3. Ben Bishop from Tampa Bay to Los Angeles
A swap of goaltenders, Ben Bishop for Peter Budaj. I rate this as a clear win for Tampa Bay and secondarily for Budaj. Tampa Bay has Andrei Vasilevskiy whom the Lightning believes will be their goaltender of the future and now Budaj who had done an admirable job filling in for Jonathan Quick. Bishop was a number one goaltender but had an unfortunate knack of getting injured at key moments when Tampa Bay needed him most. And when Steve Stamkos got injured earlier this year, the team failed to rally and Bishop’s goaltending has proved to be insufficient to keep Tampa Bay in a playoff spot. Now they have got rid of his large salary and are giving Budaj a chance to battle Vasilevkiy to become Tampa Bay’s number one goaltender.
It is hard to see what Los Angeles gains by this trade. They have got Jonathan Quick back and will undoubtably use him for most of the games during the rest of the season and probably all the playoff games if they make it. Why do you want to pay a large salary to a number one goaltender like Bishop to sit on the bench? The Kings must think that Quick is brittle and will get injured again so they needed some insurance. Right now they are battling the St. Louis Blues for the last playoff spot. But the Blues did Los Angeles far more of a favor by trading Kevin Shattenkirk and admitting they were in rebuilding mode than Los Angeles did by getting Bishop. All this to get the last playoff position in the Western Conference. If teams have money to throw around, Los Angeles is doing it.
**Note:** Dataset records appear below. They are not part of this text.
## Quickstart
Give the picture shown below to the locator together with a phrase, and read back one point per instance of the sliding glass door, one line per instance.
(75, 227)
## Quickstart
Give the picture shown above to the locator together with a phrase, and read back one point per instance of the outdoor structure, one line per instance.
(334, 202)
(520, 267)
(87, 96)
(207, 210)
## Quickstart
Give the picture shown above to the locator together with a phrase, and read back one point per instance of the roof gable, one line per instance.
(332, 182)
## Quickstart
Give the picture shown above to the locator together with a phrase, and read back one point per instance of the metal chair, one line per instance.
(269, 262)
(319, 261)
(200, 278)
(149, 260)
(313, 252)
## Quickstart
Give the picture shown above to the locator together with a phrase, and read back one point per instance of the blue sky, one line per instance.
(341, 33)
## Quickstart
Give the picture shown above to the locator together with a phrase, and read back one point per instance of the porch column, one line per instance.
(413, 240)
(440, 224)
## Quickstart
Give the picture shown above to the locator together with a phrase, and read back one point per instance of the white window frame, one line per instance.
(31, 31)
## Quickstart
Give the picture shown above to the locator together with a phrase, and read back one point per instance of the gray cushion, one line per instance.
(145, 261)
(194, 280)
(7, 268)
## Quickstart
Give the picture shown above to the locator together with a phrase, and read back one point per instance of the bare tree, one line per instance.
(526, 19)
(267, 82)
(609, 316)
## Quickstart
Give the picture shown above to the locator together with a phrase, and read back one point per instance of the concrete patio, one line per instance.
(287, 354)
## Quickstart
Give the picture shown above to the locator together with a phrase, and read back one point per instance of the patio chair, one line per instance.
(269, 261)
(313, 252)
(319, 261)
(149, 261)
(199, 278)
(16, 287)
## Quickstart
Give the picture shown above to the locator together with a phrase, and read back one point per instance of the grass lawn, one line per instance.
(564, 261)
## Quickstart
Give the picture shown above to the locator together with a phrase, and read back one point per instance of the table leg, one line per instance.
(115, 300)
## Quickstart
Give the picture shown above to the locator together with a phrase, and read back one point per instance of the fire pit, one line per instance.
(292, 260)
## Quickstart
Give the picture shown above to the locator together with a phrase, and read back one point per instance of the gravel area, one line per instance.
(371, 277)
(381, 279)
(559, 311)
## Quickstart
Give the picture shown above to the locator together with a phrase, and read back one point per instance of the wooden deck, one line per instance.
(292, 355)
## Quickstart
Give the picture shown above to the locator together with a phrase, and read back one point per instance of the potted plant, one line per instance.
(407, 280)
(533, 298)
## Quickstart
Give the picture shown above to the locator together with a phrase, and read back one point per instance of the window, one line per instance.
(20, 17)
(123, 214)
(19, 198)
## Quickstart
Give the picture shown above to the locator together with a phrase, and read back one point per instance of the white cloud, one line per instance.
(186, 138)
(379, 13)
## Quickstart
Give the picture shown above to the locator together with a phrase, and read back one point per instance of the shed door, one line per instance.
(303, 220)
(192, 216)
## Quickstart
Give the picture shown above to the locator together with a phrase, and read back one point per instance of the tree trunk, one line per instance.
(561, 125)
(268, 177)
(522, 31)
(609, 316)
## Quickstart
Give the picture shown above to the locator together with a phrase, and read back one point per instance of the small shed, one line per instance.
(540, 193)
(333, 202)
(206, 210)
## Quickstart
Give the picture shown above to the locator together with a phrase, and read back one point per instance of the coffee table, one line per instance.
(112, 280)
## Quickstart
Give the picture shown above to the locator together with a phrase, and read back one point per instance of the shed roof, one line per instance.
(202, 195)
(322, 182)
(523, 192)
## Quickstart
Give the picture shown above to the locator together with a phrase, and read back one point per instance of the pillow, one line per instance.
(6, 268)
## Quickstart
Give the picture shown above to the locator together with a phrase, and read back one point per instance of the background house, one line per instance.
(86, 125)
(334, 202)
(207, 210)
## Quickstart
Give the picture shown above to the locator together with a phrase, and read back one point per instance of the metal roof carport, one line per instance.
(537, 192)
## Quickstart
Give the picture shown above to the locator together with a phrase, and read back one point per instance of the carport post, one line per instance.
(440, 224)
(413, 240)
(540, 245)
4. Jerome Iginla from Colorado to Los Angeles
Again I have to give Colorado the edge over Los Angeles. Iginla is a great player but he is 39 and well past his prime. In the long term Colorado is happy to be rid of his large salary. This is merely a short term deal for Los Angeles to get that last playoff position based on the logic that Iginla played so well for coach Darryl Sutter when they were together in Calgary. He can probably help Los Angeles make the playoffs but again it comes across like a deal made by a franchise with money to burn. For both the Bishop and Iginla deals, Los Angeles had better make the playoffs and get its money back in playoff revenue or else they have wasted a lot of money for nothing.
In other trades:
Detroit after being successful for so long began dumping salaries to clear the way to build a new successful era. So did Dallas and New Jersey. Toronto and Columbus added some experienced players to help them either make a playoff run or cope with the pressures of the playoffs. Florida still believes they can make the playoffs by acquiring Thomas Vanek. So does Boston which got Drew Stafford from Winnipeg. The Flyers got Valtteri Filppula from Tampa Bay. Something has to give between Toronto, Florida, Philadelphia, and Boston. Add in Ottawa, New York Islanders and Tampa Bay who are all battling for the last three playoff spots and some of these teams are going to be disappointed with the trades they made. But now these are the final rosters that are going to be competing for the playoffs. The outcome and the verdict begins this evening.